Thanks to new drilling technology, U.S. workers have unlocked vast reserves of American crude oil and created a glut that is driving down prices. Horizontal drilling and hydraulic “fracking” techniques contributed $284 billion to the economy in 2012 and are being used in shale plays in Texas and North Dakota. Those two states are now the top producers in the nation, together pumping close to 4 million barrels a day.
The rejuvenated domestic production has pushed the United States to the verge of what some experts are calling a significant “domestic oversupply” of crude oil. On Wednesday The Wall Street Journal reported that an abundant supply of oil at Gulf refineries appears responsible for pushing the price of one American blend of crude about $10 a barrel beneath global oil prices.
Although it’s unbeneficial to producers, a drop in oil prices provides a boost to the overall economy, especially in the transportation sector.
“There’s going to be some effect on product prices, gasoline,” Benjamin Zycher, an economist and visiting scholar at the American Enterprise Institute, told me, adding that oil won’t stay cheap because the market, over time, will adjust to laws of supply and demand and the current low prices will rise.
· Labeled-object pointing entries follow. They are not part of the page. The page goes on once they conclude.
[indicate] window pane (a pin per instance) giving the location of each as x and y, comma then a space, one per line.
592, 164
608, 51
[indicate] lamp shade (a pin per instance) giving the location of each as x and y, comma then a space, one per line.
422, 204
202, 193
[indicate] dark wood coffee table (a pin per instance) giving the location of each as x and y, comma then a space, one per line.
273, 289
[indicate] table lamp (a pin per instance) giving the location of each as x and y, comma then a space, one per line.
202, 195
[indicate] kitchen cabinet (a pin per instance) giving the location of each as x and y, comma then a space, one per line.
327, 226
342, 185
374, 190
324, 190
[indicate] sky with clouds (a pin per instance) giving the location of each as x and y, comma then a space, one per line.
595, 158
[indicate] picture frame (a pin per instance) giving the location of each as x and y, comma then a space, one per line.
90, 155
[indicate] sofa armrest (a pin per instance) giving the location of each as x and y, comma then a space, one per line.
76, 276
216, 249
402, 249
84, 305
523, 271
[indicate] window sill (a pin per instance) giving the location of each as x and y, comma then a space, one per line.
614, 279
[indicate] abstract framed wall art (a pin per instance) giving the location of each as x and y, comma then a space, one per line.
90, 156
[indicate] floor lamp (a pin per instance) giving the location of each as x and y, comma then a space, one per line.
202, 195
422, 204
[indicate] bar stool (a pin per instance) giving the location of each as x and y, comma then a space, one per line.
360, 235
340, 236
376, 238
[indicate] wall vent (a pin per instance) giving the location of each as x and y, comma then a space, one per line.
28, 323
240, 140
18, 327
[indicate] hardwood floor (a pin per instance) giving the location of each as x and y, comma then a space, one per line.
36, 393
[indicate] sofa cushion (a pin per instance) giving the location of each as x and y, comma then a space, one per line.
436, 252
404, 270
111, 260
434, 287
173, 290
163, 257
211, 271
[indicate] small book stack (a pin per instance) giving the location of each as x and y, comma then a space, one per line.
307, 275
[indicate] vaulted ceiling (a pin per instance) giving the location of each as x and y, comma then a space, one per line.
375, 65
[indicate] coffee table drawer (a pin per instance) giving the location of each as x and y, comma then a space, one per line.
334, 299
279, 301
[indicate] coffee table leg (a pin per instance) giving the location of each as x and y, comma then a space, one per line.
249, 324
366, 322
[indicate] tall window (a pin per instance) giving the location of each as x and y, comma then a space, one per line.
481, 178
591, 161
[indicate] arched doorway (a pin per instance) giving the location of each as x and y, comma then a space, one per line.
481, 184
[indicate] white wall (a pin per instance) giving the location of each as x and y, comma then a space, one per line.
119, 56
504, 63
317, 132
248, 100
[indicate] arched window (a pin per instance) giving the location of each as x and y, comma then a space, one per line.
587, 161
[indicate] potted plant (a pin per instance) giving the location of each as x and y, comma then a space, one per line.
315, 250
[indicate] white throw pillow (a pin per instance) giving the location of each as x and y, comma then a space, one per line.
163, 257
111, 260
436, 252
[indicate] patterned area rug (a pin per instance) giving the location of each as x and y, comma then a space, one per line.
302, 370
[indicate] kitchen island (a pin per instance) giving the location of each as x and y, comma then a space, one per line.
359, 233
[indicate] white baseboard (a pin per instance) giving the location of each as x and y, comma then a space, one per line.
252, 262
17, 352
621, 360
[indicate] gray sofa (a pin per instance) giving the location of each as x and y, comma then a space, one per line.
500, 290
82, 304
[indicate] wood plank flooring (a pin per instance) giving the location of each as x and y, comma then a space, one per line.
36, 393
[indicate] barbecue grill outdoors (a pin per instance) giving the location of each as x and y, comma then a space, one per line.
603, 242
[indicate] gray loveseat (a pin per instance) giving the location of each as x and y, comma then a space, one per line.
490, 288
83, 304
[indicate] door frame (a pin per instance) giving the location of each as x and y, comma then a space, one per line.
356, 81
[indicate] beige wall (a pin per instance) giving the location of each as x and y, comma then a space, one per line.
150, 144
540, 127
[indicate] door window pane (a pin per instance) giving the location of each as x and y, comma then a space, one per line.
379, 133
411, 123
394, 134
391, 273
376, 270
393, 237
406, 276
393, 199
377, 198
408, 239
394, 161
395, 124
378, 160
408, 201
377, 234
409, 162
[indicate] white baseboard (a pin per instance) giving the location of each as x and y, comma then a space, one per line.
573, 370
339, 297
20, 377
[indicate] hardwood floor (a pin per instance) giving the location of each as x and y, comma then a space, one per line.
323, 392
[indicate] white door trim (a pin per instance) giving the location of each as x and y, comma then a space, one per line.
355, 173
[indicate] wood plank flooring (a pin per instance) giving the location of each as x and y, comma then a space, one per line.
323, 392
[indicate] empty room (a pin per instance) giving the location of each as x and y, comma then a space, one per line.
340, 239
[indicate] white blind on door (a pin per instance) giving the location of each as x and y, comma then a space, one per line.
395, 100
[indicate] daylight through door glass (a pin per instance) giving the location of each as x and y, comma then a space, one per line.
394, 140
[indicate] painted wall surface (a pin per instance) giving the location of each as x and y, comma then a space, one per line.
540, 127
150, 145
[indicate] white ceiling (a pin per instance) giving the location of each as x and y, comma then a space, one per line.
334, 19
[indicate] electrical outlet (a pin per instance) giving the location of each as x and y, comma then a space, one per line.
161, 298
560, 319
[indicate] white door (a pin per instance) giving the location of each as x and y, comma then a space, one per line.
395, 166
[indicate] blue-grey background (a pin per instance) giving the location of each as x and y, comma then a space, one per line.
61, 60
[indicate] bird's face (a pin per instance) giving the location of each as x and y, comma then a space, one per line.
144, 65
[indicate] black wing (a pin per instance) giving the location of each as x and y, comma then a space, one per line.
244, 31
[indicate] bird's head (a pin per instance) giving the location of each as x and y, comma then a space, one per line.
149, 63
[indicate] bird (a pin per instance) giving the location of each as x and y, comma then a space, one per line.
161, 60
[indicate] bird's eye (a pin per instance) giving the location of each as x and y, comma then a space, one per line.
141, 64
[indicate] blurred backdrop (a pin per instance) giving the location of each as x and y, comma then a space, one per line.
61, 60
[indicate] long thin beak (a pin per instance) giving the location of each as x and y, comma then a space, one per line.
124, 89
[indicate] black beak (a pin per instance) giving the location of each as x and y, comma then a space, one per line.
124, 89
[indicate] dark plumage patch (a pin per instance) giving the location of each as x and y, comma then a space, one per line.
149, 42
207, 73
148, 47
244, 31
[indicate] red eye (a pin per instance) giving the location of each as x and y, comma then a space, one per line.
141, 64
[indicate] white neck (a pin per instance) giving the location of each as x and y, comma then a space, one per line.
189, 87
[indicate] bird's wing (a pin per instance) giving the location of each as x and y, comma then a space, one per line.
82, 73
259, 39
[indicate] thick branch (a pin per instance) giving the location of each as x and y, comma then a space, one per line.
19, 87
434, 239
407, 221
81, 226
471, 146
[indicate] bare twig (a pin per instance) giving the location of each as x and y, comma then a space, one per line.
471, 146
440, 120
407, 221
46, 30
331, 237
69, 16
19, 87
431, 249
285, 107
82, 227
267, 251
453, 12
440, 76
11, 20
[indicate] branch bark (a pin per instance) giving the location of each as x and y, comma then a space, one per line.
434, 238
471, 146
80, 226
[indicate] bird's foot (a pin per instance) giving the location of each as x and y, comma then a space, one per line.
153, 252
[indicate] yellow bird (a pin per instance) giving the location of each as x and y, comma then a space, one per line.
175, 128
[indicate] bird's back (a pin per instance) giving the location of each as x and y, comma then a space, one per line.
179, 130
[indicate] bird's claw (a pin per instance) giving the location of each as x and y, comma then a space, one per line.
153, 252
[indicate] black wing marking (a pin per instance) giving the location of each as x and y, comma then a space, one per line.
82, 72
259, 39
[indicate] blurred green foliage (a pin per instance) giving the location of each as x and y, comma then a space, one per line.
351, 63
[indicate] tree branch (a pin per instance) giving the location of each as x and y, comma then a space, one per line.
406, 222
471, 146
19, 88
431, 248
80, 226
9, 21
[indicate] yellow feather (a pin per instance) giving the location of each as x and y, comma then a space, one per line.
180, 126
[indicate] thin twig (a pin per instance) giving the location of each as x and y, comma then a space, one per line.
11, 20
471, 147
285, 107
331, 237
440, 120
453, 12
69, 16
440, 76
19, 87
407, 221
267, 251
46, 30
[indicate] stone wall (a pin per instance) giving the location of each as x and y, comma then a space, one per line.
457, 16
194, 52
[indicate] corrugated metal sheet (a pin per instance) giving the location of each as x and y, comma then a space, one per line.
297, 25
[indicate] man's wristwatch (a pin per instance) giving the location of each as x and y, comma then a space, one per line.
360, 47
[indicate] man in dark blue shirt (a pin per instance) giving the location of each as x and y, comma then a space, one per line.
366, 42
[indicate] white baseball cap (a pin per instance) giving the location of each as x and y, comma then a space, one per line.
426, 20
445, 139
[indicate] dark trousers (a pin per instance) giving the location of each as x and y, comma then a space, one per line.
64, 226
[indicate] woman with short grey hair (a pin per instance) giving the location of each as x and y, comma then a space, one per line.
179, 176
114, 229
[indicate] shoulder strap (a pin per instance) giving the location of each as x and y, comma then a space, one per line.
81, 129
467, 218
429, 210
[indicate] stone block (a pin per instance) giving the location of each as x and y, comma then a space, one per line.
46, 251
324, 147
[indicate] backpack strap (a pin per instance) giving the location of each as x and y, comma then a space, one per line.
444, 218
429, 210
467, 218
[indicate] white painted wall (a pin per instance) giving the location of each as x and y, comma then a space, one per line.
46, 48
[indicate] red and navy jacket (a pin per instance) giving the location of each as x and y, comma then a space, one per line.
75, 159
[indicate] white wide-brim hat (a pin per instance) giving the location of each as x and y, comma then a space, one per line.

The oil fracking revolution has been a boon for energy companies and for communities close to the drilling. In North Dakota, median household income has increased 10 percent since 2008, and last year the number of taxpayers in the state who listed more than $1 million of income on their tax returns nearly doubled. In addition, North Dakota’s unemployment rate is the lowest in the nation.
Pumping has boosted oil production in North Dakota sevenfold since 2008. This month, production from the state’s Bakken oil field is expected to reach 1 million barrels a day.
Much crude from U.S. oilfields is shipped to Gulf Coast refineries by train or pipeline. Figuratively speaking, this oil is piling up—it must be refined before it can be used domestically or exported. Because a 1970s-era ban on crude oil exports still exists in the United States, energy companies are unable to sell excess amounts outside the country.
“The glut is really the result of the proscription on exports,” said Zycher, who calls the continued ban “silly” and favors abolishing it.
Meanwhile, the Journal noted that the flow of oil to the Gulf is about to increase: In January TransCanada Corp. will begin pumping 700,000 barrels of crude a day through its new, $2.3 billion southern extension of the Keystone pipeline that runs from Oklahoma to Texas.
Construction of a proposed stretch of pipeline that would cut from Alberta to Nebraska, the Keystone XL, is still being held up by the Obama administration, ostensibly out of environmental concerns.
But Kenneth P. Green, an environmental expert at the Fraser Institute, wrote on Thursday how a new study suggests building the pipeline would benefit the environment by reducing the oil shipped in trucks. Although pipelines transported the vast majority of hazardous liquids (including petroleum products) between 2005 and 2009, they leaked less liquid into the environment than did trucks on the highway—11,000 gallons versus 14,000 gallons.